What is this blog about?

My name is Lori. In August, 2014, I plan to hike the Camino de Santiago trail. Feel free to join me on my adventure by following me on this blog.

Tuesday, July 10, 2012

Today I completed hiking in PA, and crossed over to NJ. What a great feeling! Unfortunately, there was no sign to take a picture of to commemorate the moment. I was hiking with Bobby. I have a habit of adopting long section hikers. My buddy, 4-trees finished his month section in Harpers Ferry, and just happens that Bobby started his month long section there. We met up in Pine Grove Furnace, and he is a great addition to our group. Someday he will be a famous NFL player, and I will be able to brag about hiking the AT with him. 

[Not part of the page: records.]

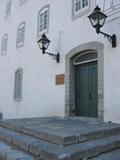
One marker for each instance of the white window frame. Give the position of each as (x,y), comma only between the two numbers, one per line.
(42,27)
(20,35)
(8,8)
(18,84)
(4,44)
(82,10)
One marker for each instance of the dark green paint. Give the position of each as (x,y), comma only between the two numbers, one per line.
(86,90)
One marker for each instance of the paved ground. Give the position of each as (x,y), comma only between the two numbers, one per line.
(113,155)
(55,138)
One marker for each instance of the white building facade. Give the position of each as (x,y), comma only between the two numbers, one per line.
(86,82)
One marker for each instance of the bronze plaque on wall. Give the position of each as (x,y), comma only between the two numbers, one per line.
(60,79)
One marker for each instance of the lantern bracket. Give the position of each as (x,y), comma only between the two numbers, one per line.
(111,39)
(56,57)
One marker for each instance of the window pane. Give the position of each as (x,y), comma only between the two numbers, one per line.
(18,84)
(21,34)
(86,57)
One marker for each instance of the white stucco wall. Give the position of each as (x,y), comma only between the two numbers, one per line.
(41,97)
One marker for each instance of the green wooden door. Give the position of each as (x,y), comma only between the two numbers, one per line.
(86,90)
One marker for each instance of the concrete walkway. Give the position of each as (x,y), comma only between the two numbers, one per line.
(55,138)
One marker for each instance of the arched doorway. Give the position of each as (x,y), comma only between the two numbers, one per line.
(86,84)
(70,76)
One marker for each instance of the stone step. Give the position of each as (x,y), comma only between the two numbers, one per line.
(50,151)
(9,153)
(58,134)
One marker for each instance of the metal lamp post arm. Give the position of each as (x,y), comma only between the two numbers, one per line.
(111,39)
(54,56)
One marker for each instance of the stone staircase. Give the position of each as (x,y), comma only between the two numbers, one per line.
(57,139)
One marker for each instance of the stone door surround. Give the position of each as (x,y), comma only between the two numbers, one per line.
(70,77)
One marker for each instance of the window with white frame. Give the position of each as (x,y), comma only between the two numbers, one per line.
(4,44)
(43,20)
(18,84)
(80,6)
(8,8)
(20,35)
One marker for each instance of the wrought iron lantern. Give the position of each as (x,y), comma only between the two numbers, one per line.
(43,44)
(97,19)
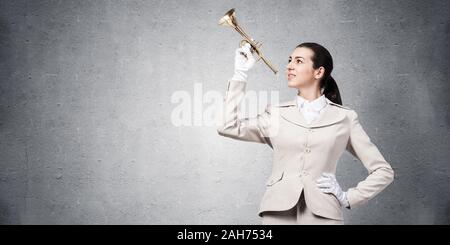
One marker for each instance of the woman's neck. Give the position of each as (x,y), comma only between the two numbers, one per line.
(309,94)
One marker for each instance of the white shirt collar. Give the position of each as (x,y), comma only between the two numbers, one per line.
(316,104)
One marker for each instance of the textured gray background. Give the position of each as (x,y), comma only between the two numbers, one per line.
(85,130)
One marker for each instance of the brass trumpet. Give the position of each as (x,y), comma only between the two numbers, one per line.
(229,19)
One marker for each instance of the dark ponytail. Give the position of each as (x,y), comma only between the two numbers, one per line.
(323,58)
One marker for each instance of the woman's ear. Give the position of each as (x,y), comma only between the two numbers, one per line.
(319,73)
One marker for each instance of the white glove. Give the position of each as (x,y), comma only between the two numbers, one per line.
(243,61)
(327,183)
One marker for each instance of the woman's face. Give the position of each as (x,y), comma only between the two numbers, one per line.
(299,70)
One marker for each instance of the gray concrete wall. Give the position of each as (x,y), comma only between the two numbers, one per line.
(85,107)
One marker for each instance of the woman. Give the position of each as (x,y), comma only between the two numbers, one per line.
(308,135)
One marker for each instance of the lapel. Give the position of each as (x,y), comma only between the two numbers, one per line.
(331,115)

I think carrying my pack too is great training for him, don't you think? Haha. 
Pennsylvania was a tough state. I had heard horror stories about the rocks and snakes for months. Because of this, it was actually not as bad as I expected. The first half of the state was, do I dare say, kind of easy. The last half did have some remarkable rock scrambles. In addition, there are tons of small pointy rocks that hurt your feet all day as you walk. 

This is the "knifes edge" there was quite a long section like this with a narrow place to walk with steep edges of rock on either side. 

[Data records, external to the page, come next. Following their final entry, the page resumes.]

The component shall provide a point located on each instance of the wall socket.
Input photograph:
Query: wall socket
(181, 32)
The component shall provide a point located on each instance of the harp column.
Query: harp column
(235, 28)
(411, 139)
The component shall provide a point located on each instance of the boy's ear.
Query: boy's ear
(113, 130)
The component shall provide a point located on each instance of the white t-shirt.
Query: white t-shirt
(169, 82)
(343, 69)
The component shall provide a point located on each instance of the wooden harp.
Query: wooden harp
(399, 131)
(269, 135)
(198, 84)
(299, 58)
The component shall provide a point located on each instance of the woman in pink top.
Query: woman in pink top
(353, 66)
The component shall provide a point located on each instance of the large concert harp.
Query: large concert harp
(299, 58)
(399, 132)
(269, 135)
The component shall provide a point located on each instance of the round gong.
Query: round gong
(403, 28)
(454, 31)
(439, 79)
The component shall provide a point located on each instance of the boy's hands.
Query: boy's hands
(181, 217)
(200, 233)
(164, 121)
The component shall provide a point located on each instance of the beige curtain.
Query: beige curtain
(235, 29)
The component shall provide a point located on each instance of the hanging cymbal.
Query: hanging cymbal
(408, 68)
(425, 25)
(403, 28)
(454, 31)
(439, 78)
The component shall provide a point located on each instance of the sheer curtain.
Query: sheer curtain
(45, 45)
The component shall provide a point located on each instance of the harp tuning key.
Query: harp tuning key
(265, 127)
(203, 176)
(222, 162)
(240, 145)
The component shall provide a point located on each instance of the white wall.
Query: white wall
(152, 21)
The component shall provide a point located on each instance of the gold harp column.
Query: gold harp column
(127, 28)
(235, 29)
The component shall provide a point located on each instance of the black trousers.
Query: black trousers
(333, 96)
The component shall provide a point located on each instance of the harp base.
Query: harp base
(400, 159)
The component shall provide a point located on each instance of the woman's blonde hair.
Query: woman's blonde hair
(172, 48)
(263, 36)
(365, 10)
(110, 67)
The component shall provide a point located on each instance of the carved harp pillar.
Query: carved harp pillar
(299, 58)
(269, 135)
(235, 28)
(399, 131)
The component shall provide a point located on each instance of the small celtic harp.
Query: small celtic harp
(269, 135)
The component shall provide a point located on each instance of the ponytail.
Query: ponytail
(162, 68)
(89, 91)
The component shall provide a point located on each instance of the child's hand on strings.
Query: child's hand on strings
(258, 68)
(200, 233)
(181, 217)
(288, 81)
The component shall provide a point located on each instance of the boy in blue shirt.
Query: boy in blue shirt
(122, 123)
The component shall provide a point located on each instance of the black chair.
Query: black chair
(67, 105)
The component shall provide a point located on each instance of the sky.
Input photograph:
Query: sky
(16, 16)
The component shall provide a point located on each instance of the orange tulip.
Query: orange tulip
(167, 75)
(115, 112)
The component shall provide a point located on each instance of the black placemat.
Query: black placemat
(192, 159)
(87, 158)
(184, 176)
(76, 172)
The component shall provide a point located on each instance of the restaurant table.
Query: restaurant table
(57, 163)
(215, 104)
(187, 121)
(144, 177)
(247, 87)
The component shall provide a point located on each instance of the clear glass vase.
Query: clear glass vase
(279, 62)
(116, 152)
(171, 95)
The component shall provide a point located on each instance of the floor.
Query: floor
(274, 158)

This is Spiceman, scaling part of the climb out of Palmerton. This, according to a local, is one of the most dangerous climbs on the trail. I'll let you know in a couple months if I agree, but it was quite intense. We had a nice group of eight hikers to climb this area. It helped tremendously as we helped each other along. Behind Spiceman is Rhino, who is his brother-in-law, and lives in Germany. Listening to his accent makes me miss Snail and Turtle. 
As far as snakes go, I got away with only running into one Rattlesnake in PA. (~cringe~) The biggest problem with hiking in PA was the lack of water. We had several days with 100° temps, and sometimes a 16 mile stretch without reliable water. We had to carry a gallon at a time. Luckily, Roboticus had her parents visiting, and they met us along the trail a few times to give us water, lemon aid, and watermelon. Toby and Lisa, you were lifesavers!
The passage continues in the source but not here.